Search code examples
amazon-web-servicesamazon-dynamodbdynamodb-queries

How to limit dynamodb scan to a given partition key and NOT read the entire table


Theoretical table with billions of entries.

Partition key is a unique uuid representing a given deviceId. There will be around 10k unique uuids.

Sort Key is a dateString for when the data was collected.

Each item has some data fields. There are dozens of fields such that making a GSI for each wouldn't be reasonable. For our example, let's say we are looking for the "dataOfInterest" field.

I'd like to search the DB for "all items where the dataOfInterest = 'foobar'" - and ideally do it within a date range. As far as I know, a scan operation is the only option. With billions entries... that's not going to be a fast process (though I understand I could split it out to run multiple operations at a time - it's stil going to eat RCU's like crazy)

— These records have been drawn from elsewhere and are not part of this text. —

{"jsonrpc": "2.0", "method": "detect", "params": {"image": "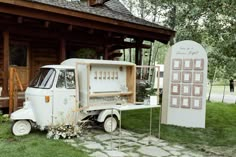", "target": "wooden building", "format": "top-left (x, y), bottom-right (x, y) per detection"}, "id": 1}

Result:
top-left (0, 0), bottom-right (175, 107)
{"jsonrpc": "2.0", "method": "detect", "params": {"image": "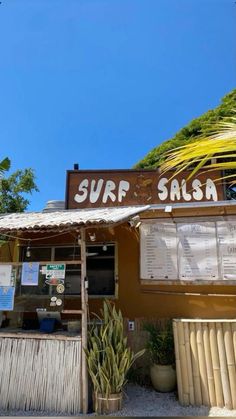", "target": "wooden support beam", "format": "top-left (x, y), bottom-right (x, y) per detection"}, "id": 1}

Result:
top-left (81, 228), bottom-right (88, 414)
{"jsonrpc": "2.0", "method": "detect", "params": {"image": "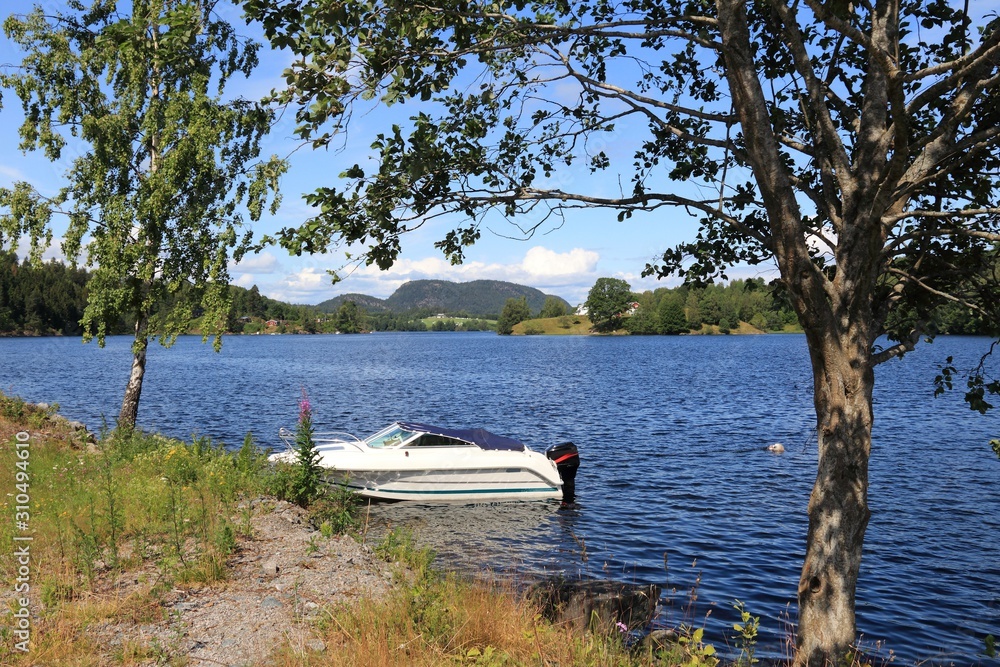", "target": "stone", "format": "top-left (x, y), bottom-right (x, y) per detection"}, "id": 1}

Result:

Of note, I only care about a given uuid for each search, however. In other words, what I REALLY care about is "all items within a given partition where the dataOfInterest = 'foobar'". And futher, it'd be great to use the sort key to give "all items within a given partition where the dataOfInterest = 'foobar' that are between Jan 1 and Feb 28"

The scan operation allows you to limit the results with a filter expression such that I could get the results of just a single partition ... but it still reads the entire table and the filtering is done before returning the data to you. https://docs.aws.amazon.com/amazondynamodb/latest/APIReference/API_Scan.html

Is there an AWS API that does a scan-like operation that reads only a given partition? Are there other ways to achieve this (perhaps re-architecting the DB?)


Solution

  • As @jarmod says, you can use a Query and specify the PK of the UUID. You can then either put the timestamp into the SK and filter for the dataOfInterest value (unindexed), or for more efficiency and to make everything indexed you can construct a composite SK which is dataOfInterest#timestamp and then do a range query on the SK of foobar#time1 to foobar#time2. That makes this query perfectly index optimized.

    Course, this makes purely timestamp-based queries less simple. So you either do multiple queries for those or, if you want both queries efficient, setup this composite SK in a GSI and use that to resolve this query.